Yaş ilerledikçe sorgusuz sualsiz ihtiyaç duyuyordu insan o kokuya. Açıp okumaya karar verdi. Boş müdürün, baş mı demeliydi, boş sözlerinden de sıyrılırdı zihni. İlk mektupta umduğu sevgi sözcükleriyle karşılaşmadı, ikinci de, üçüncü de de. Zarfları hızlı hızlı açtıkça hayal kırıklığı büyüyordu. Kahrolası cümlelerde hep aynı ısrar vardı. Kendisine yazılmamıştı bunlar. Yanındaki arkadaşına cesaret edilip verilememişti.
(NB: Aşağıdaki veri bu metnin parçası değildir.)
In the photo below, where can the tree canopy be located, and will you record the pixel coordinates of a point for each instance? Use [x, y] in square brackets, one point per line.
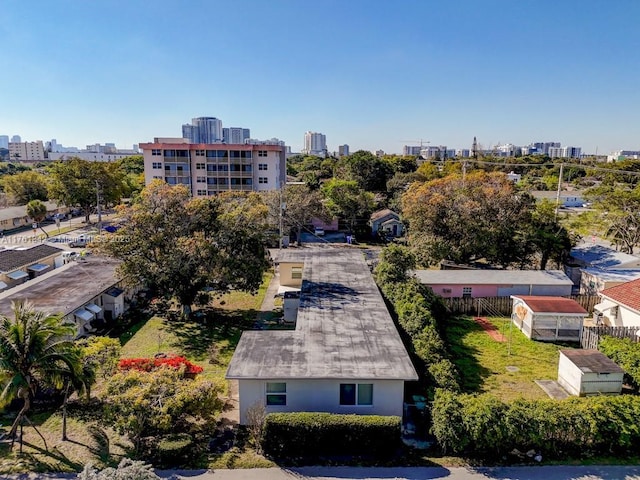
[480, 217]
[180, 246]
[76, 182]
[25, 186]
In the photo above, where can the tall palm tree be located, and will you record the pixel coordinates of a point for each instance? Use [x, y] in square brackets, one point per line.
[36, 349]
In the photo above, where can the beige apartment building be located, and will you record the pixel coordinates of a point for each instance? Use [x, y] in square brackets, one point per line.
[208, 169]
[26, 151]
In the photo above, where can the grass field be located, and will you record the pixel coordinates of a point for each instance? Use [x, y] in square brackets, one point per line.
[208, 340]
[483, 361]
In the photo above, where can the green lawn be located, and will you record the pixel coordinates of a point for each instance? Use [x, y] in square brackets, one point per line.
[483, 362]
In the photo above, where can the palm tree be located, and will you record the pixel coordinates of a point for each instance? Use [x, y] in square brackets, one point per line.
[36, 349]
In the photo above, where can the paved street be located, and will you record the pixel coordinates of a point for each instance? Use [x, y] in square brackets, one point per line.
[400, 473]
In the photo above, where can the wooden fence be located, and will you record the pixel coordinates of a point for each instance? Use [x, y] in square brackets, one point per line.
[501, 306]
[591, 335]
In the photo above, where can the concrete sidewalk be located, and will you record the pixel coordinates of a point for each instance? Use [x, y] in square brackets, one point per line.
[592, 472]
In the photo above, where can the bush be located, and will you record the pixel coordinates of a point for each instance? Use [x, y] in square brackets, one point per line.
[484, 427]
[176, 449]
[312, 435]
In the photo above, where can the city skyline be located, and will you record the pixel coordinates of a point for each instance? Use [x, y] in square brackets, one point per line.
[373, 75]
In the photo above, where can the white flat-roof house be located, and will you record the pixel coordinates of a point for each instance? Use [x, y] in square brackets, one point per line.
[345, 354]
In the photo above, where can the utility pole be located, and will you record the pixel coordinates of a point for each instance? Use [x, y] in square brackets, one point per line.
[98, 199]
[558, 192]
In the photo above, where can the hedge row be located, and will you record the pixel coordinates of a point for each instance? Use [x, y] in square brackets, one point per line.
[626, 354]
[419, 312]
[483, 426]
[311, 434]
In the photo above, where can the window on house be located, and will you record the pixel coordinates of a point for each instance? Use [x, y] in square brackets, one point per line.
[276, 393]
[356, 394]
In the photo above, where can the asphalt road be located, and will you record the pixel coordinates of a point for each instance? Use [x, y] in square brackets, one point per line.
[400, 473]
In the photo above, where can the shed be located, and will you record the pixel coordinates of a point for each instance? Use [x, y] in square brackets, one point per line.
[553, 319]
[589, 372]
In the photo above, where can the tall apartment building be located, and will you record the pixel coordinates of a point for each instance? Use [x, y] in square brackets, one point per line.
[26, 151]
[564, 152]
[235, 135]
[411, 150]
[212, 168]
[315, 144]
[203, 130]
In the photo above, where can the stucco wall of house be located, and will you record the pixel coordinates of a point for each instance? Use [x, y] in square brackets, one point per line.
[311, 395]
[627, 317]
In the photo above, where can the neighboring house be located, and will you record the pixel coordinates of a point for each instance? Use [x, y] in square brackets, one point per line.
[620, 305]
[567, 199]
[594, 280]
[386, 221]
[554, 319]
[589, 372]
[15, 217]
[495, 283]
[17, 265]
[87, 293]
[344, 355]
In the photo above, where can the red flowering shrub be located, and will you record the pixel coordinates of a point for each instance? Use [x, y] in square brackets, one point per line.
[149, 364]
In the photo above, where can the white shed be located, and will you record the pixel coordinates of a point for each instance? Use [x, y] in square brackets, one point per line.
[589, 372]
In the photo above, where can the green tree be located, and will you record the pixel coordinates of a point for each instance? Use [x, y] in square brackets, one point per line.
[549, 239]
[394, 264]
[345, 199]
[468, 219]
[25, 186]
[38, 212]
[77, 182]
[368, 171]
[144, 404]
[180, 246]
[36, 350]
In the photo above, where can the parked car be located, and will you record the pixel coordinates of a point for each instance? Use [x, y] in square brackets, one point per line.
[80, 241]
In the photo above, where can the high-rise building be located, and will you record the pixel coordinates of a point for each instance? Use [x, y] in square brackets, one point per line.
[26, 151]
[203, 130]
[235, 135]
[208, 169]
[315, 144]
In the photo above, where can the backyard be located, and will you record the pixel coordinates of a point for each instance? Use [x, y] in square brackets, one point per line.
[505, 369]
[208, 339]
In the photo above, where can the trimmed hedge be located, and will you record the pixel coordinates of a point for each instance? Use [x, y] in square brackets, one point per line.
[314, 434]
[484, 427]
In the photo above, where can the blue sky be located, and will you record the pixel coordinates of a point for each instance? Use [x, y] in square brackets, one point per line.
[368, 73]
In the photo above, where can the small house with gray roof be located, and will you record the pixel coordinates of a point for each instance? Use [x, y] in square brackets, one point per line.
[345, 354]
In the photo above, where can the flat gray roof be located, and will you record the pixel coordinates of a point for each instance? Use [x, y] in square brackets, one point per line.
[65, 289]
[343, 329]
[491, 277]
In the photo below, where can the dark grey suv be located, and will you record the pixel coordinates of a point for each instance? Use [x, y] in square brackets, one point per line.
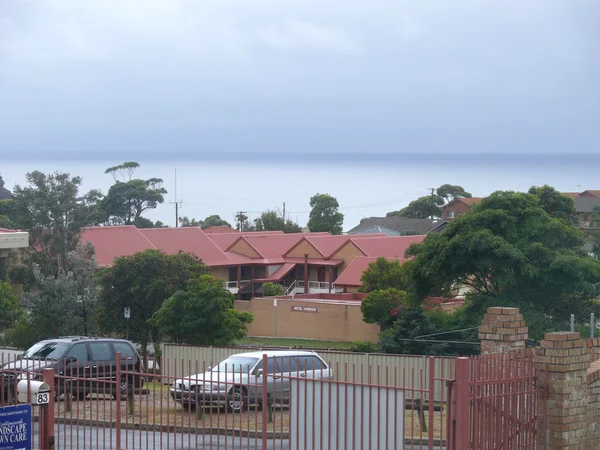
[82, 365]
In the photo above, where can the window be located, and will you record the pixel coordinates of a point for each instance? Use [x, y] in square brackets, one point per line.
[125, 349]
[78, 351]
[101, 351]
[311, 363]
[288, 364]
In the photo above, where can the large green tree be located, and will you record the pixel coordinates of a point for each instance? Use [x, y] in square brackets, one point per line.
[202, 314]
[325, 215]
[430, 206]
[130, 197]
[10, 310]
[54, 212]
[509, 247]
[142, 282]
[556, 204]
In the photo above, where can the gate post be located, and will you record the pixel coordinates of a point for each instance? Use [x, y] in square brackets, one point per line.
[47, 413]
[462, 426]
[562, 362]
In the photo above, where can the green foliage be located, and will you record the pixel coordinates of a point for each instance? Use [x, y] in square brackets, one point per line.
[556, 204]
[430, 206]
[324, 215]
[203, 314]
[7, 214]
[9, 306]
[22, 335]
[272, 289]
[272, 221]
[54, 212]
[363, 347]
[410, 323]
[143, 282]
[127, 200]
[214, 221]
[384, 274]
[382, 306]
[509, 246]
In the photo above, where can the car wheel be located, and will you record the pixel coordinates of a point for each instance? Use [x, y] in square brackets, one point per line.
[237, 400]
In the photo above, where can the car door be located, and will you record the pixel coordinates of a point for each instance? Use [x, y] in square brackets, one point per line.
[101, 355]
[76, 368]
[290, 370]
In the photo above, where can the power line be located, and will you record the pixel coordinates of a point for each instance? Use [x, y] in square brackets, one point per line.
[176, 202]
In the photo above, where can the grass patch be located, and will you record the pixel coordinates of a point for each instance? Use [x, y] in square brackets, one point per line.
[289, 342]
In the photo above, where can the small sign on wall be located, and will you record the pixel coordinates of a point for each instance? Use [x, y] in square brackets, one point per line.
[312, 309]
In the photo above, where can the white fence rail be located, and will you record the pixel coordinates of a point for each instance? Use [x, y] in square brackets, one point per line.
[372, 368]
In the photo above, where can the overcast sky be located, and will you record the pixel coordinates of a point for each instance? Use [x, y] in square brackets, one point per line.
[264, 101]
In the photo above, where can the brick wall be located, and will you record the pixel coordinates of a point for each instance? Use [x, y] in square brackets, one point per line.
[310, 319]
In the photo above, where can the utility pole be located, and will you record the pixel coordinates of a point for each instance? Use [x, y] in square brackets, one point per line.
[432, 194]
[240, 215]
[176, 202]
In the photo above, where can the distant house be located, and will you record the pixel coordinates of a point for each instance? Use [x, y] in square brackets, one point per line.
[457, 207]
[395, 226]
[5, 194]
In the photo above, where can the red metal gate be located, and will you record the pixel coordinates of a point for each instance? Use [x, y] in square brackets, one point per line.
[496, 403]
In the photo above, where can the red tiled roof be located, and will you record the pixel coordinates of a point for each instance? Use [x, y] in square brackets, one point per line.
[279, 273]
[392, 247]
[220, 229]
[113, 242]
[327, 245]
[187, 239]
[353, 273]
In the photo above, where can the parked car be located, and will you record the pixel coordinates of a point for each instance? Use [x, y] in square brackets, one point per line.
[237, 381]
[81, 365]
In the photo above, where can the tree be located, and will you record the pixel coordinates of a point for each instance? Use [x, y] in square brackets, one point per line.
[430, 206]
[54, 213]
[272, 221]
[384, 274]
[82, 268]
[9, 305]
[242, 222]
[556, 204]
[382, 306]
[143, 282]
[324, 215]
[7, 214]
[509, 246]
[129, 198]
[272, 289]
[411, 323]
[202, 314]
[214, 221]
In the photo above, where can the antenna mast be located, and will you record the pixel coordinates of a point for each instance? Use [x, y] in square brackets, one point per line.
[176, 202]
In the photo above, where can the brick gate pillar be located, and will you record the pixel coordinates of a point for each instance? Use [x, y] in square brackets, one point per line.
[563, 362]
[502, 330]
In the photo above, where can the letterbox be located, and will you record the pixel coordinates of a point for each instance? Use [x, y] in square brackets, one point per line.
[34, 392]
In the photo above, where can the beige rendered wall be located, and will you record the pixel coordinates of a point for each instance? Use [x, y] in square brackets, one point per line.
[330, 322]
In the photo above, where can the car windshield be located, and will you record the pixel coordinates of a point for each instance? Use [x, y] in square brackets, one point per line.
[235, 364]
[46, 350]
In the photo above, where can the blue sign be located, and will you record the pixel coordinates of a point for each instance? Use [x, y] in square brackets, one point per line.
[15, 427]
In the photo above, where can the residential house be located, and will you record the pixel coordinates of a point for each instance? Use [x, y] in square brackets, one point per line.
[11, 239]
[301, 262]
[458, 206]
[5, 194]
[395, 226]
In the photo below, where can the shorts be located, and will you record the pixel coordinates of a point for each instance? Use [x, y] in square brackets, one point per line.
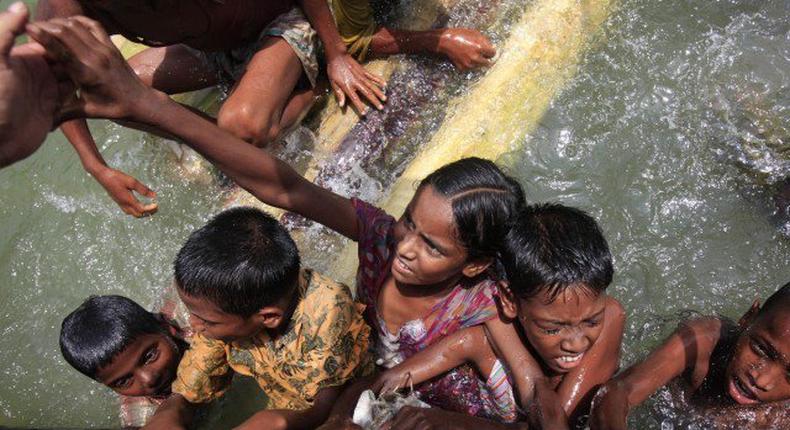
[292, 26]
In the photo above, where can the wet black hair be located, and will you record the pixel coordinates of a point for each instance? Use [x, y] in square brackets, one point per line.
[101, 328]
[780, 300]
[483, 199]
[242, 261]
[553, 247]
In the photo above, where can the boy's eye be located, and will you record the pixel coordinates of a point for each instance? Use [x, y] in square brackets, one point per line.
[151, 355]
[123, 383]
[758, 349]
[593, 323]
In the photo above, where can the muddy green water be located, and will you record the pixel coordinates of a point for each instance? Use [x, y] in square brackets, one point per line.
[661, 136]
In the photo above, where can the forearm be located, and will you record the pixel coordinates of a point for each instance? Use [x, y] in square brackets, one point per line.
[523, 367]
[175, 413]
[598, 365]
[78, 134]
[320, 17]
[389, 41]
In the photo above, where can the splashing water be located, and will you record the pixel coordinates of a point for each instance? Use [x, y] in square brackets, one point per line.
[673, 134]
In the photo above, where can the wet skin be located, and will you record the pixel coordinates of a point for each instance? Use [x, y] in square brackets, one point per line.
[759, 371]
[428, 261]
[202, 24]
[146, 367]
[562, 330]
[207, 319]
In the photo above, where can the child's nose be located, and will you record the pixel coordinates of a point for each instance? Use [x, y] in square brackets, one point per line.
[764, 377]
[148, 378]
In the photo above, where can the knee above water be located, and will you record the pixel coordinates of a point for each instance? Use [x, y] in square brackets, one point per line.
[246, 126]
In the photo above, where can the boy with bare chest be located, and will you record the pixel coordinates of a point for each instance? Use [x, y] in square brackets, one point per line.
[267, 53]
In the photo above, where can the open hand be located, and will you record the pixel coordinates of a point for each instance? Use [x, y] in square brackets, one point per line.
[80, 48]
[121, 187]
[28, 90]
[466, 48]
[348, 78]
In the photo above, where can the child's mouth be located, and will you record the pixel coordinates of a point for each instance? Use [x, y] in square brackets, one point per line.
[569, 361]
[741, 393]
[400, 266]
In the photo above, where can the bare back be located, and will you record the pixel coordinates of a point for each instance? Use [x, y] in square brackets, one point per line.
[209, 25]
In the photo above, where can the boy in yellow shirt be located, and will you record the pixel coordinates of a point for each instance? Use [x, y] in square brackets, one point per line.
[255, 312]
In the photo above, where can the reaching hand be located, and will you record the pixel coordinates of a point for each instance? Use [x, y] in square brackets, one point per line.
[28, 90]
[610, 408]
[348, 78]
[121, 188]
[79, 47]
[466, 49]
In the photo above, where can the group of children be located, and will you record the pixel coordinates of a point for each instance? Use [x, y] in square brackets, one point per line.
[494, 309]
[488, 306]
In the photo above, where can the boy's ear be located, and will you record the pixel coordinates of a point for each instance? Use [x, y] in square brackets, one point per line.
[750, 315]
[508, 300]
[476, 267]
[270, 317]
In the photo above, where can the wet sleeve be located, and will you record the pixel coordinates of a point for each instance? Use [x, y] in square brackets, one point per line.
[203, 373]
[355, 23]
[336, 340]
[374, 227]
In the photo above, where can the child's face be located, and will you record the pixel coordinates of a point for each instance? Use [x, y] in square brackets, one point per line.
[563, 330]
[759, 370]
[427, 251]
[209, 320]
[146, 367]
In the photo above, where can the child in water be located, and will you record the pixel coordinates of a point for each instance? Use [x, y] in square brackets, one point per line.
[739, 374]
[427, 272]
[558, 267]
[268, 51]
[257, 313]
[116, 342]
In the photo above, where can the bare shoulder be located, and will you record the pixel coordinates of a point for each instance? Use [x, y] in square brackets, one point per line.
[48, 9]
[615, 311]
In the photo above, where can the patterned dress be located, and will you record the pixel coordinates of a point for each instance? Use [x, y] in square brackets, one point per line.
[325, 345]
[470, 303]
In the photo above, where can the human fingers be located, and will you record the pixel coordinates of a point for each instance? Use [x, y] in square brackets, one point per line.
[377, 79]
[340, 96]
[488, 50]
[355, 100]
[366, 89]
[142, 189]
[12, 24]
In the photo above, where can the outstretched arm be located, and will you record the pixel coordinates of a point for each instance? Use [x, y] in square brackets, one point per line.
[110, 89]
[119, 186]
[689, 348]
[467, 345]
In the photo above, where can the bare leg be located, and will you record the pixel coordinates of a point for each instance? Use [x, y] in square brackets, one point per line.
[263, 103]
[173, 69]
[465, 48]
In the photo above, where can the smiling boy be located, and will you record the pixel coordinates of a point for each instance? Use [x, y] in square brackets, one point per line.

Rica minnet hatta ısrar kıyamet onun aracılığıyla verilmek istenmişti. Aracı kılınmıştı. İnanamayan gözlerle baktığı mektupları yakmak istedi. Sevgi bitince yazılan, söylenen ne varsa yakma eylemi anlaşılabilirdi belki ama bu durum… Ortada ona ait olmayan yüzlerce sözcükle kalakalmıştı.
Olmaz olsun çiçekli elbisen dedi, ayağının ucundaki taşa bir tekme savurarak.
Cılız ses yine kulaklarında çınladı. Neden beni görmüyorsun?
Bakmanın ötesinde görmenin sınırlarını zorlamalıydı artık. Hızlı hızlı çıktığı basamaklarda terlikleri ondan önce gidiyordu. Kadınla karşılaşma umudu içinde gittikçe büyüyordu. Bir topuk sesi tüm hüznünü alıp götürecekti sanki. Kızıl saçların gerisinde o gözlere bırakmalıydı benliğini. Bir kahkaha ile irkildi. İnsan hiç bilmez mi gözlerinin rengini! Kahverengi diyecekti ki ortadan kayboldu, cevabı beklemeden uzaklaştı topuk sesi… Masasının üzerine bir kâğıt bırakmıştı:
‘’Değil, inan değil,
Dal yeşil gök mavi değil
Bilsen ben hangi âlemdeyim sen hangi âlemde
Aklından geçer mi dersin, aklımdan geçen şeyler
Sanmam
Yıldız ve rüzgâr payımız müsavi değil
Sen kendi gecende gidersin ben kendi gecemde
Vazgeç
Ayrıdır bindiğimiz gemiler!’’
Okuduklarını içinden tekrar ederek yürüyordu. Saçlarını karıştırıyor, uzayan sakalına dokunuyor yanılgısının boyutlarını ölçüyordu. Uzun bacakları gördü ilk. Karşıdan gelen bisikletli kadın göz kırpıp hızla uzaklaştı yanından.
Gülümsedi adam… “Anlatamam” dedi, “Bundan da bir hikâye çıkar.”